1a.Objectives (from AD-416):
The immediate objectives of this cooperative research project are to test and deploy novel promoter and site-specific recombination systems into crop plants. The ultimate goal is to make genetic engineering more precise, more useful in improving crop traits, and more likely to find applications in plant production. The first phase of the research will focus on establishing a recombination platform in soybean that will allow precise site-specific insertion of gene sequences into the genome and deletion of unneeded sequences such as marker genes after genetic transformation.
1b.Approach (from AD-416):
The proposed research will develop the platforms needed to use two novel pairs of unidirectional recombinase enzymes, namely Bxb 1 and ParA, for performing precise genetic engineering of crops. These recombinases can perform controlled DNA integration into or excision from plant chromosomes based on the presence and orientation of specific recognition target sites. Agrobacterium-mediated transformation will be used to generate multiple candidate founder transgenic lines in which the recombination platforms can be tested and shown to function for generating transgenic plants with valuable new traits and lacking superfluous foreign DNA.

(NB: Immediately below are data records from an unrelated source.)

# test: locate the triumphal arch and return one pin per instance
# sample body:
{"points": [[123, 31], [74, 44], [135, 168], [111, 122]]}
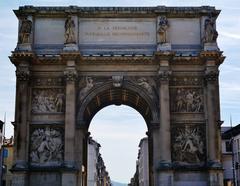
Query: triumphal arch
{"points": [[73, 61]]}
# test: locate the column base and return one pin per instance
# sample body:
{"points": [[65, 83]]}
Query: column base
{"points": [[215, 178], [164, 178], [69, 178], [164, 47], [20, 179]]}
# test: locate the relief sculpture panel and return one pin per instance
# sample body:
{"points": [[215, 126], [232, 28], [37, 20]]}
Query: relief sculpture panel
{"points": [[46, 146], [147, 83], [48, 100], [187, 100], [188, 144]]}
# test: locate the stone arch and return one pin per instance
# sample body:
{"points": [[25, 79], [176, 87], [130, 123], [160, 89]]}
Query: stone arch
{"points": [[128, 94]]}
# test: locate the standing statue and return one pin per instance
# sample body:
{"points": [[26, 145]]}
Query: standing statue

This year, several components needed to perform Recombinase-Mediated Cassette Exchange (RMCE) in soybean were developed. Transgenic soybeans were made using four different vectors and three different cultivars. The fluorescence protein DsRed has proven to be useful in identifying transformants during the shoot regeneration phase after the Agrobacterium co-cultivation. Two of transgenic lines exhibited inheritance consistent with a single locus containing the target transgene. One of the single-locus lines exhibits high transgene expression levels, indicating that its insertion site is located in a genomic environment that is “open” for expression and potentially, targeted integration. The transformed line is being grown for seed increase. In experiments to establish parameters for use of the negative selection marker gene codA to identify plants that have undergone RMCE, the minimal concentration for toxicity of the selection agent to wild-type soybean roots was determined. Transformants containing codA were generated and shown to be stunted by growth on levels of the selection agent that do not affect wild type soybeans. These experiments establish that the negative selection strategy can be used to identify transformants after transgene cassette exchange. Transient assays were used to show that the site-specific recombinases Bxb1, CinH, ParA and PhiC31 are functional in the soybean tissue. This research supports Objective 1 of the parent project: Develop and deploy in crop plants site-specific recombinase-based systems.